Our participants described a myriad of issues encountered by their screen readers on inaccessible PDFs, from high-level problems of lacking headings for navigation or issues with multi-columnar format, to specific problems that affect all possible components of a paper, from figures and tables, to equations, code blocks, and more.

To compensate for these issues, participants employ various coping strategies:

  • Try other PDF readers — one participant may try another browser even though it usually doesn’t help, but he feels “hopeful”
  • Message authors for source document — sometimes the author manuscript is accessible but the camera-ready version is not
  • Ask for remediation — one participant estimates that a 10-day turnaround is on the quick side
  • Ask co-worker or family member for help
  • Give up and abandon the paper — one participant estimates abandoning papers “60–70% of the time”, another says “sometimes the only option is to sit down and cry” (jokingly, though the sentiment is true)

Some of these compensation strategies can be fruitless, or take a significant amount of time. For example, requesting remediation is only an option for researchers affiliated with large, resourced institutions, and even when available, it may take up to two weeks for each request, which is too slow for many research needs.

Most dishearteningly, several participants in our study described frequently giving up and abandoning a paper. In some cases, whether a paper is accessible may also alter the course of the participant’s research; for example, when choosing between two methods, one described in an accessible PDF and one in an inaccessible PDF, the decision to choose the accessible paper may come from necessity rather than any comparative evaluation between the two methods.

The SciA11y system

To address some of these challenges, we designed and prototyped the SciA11y system (named after the numeronym for accessibility: a11y). This system extracts the components of a scientific paper PDF, and renders these components into an accessible HTML document. The system combines the output of several machine learning modules and heuristic logic to create an HTML render of the source PDF. Figure 1 shows how the primary components of our pipeline identify and extract textual elements and figure/table elements, then stitch these together in the HTML render. Our main focus for this prototype was to implement navigational features to improve skimming and scanning. As such, we focused on tagging paper objects, creating section headers for navigation, and introducing other navigation-assisting features such as the Table of Contents and providing links between inline citations and references.

On the left are the first page and half of a PDF for the paper “Construction of the literature graph in Semantic Scholar.” Textual elements are highlighted as blocks of blue.

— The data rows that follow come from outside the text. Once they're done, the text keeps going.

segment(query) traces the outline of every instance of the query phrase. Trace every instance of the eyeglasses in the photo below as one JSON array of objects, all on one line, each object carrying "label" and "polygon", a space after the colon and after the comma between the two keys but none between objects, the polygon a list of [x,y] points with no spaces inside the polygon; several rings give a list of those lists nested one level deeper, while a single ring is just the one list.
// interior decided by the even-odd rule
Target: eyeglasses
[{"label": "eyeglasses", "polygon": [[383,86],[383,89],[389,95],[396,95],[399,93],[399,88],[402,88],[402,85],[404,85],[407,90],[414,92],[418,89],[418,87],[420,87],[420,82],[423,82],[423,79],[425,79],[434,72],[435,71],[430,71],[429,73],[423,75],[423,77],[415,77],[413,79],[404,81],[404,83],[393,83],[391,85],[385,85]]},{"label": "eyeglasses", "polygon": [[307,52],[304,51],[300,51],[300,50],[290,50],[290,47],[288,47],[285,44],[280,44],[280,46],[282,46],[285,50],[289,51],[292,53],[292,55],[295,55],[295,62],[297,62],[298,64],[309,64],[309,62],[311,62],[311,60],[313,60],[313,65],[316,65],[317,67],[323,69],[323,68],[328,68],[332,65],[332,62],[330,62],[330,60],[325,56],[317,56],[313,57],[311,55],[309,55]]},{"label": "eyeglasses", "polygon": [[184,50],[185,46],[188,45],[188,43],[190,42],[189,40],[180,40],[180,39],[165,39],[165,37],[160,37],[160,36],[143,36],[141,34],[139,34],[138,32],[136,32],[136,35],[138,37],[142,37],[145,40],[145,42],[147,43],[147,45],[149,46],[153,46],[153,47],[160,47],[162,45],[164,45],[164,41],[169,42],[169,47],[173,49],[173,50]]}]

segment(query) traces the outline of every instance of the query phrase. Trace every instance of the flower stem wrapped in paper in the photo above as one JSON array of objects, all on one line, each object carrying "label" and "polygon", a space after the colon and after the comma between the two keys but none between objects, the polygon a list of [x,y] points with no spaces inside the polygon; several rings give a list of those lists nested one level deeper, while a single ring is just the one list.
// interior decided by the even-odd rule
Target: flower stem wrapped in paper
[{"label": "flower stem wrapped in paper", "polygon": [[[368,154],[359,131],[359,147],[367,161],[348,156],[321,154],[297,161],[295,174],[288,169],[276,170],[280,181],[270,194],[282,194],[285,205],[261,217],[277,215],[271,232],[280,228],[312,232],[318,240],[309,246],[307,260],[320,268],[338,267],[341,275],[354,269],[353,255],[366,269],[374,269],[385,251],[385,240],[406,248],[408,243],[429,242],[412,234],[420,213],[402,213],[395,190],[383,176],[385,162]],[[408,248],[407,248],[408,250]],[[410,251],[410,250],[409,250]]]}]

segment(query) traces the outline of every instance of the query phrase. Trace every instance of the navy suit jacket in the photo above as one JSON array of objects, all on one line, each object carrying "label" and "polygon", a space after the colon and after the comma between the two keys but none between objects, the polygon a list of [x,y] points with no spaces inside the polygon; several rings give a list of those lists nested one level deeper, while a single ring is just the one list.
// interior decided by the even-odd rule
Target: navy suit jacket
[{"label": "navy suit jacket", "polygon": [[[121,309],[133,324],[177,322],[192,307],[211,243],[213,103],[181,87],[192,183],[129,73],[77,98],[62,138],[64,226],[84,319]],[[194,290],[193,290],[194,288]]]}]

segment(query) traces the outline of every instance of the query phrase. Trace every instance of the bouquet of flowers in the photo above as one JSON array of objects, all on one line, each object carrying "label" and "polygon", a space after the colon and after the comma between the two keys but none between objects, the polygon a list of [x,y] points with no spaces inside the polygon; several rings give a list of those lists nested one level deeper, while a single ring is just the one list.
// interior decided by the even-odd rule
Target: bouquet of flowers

Figure elements are highlighted as blocks of pink. In the middle is the SciA11y HTML render of the same document, with arrows pointing to how blocks from the PDF are rearranged in the HTML. A table of contents is added near the beginning, highlighted in green. Links are added between inline citations and the bibliography.

SciA11y primarily leverages S2ORC and DeepFigures (two other projects from Semantic Scholar) to analyze and extract components of scientific PDFs. S2ORC combines metadata selection logic and a suite of utilities to convert scientific documents of various types (PDF, XML, LaTeX) to JSON. For PDFs, S2ORC uses the open source tool Grobid as a foundation. DeepFigures is a computer vision model that identifies and extracts figure and table objects from papers, along with their captions and titles. We combine the outputs of S2ORC and DeepFigures to form the main document body, by inferring a linear reading order that integrates text and figures. We also add links between parts of the document for better within-document navigation. To mitigate some of the dissonance around incorrect extractions, we also indicate to the user any known failures to extract particular components of the paper such as figures and equations, which echoes the first two guidelines for Human-AI interaction: indicating to the user what the system can and cannot do (Amershi et al. 2019).

An example output of SciA11y is shown in Figure 1. The original PDF is shown on the left, with a two-column layout where various paragraphs, figures, references, etc. are interspersed, and with minimal markup to indicate headings and object type. Our system takes this PDF as input and produces the linear document structure shown in the middle of Figure 1. From the top, the paper consists of metadata fields like title and authors, followed by a table of contents with links to all sections, then the various sections and subsections. Figures and tables are placed as close as possible to their first mentions at paragraph breaks, rather than in the middle of paragraphs as in the PDF. At the end of the document is the references section; bidirectional links are populated between inline citations and the reference entries to which they resolve.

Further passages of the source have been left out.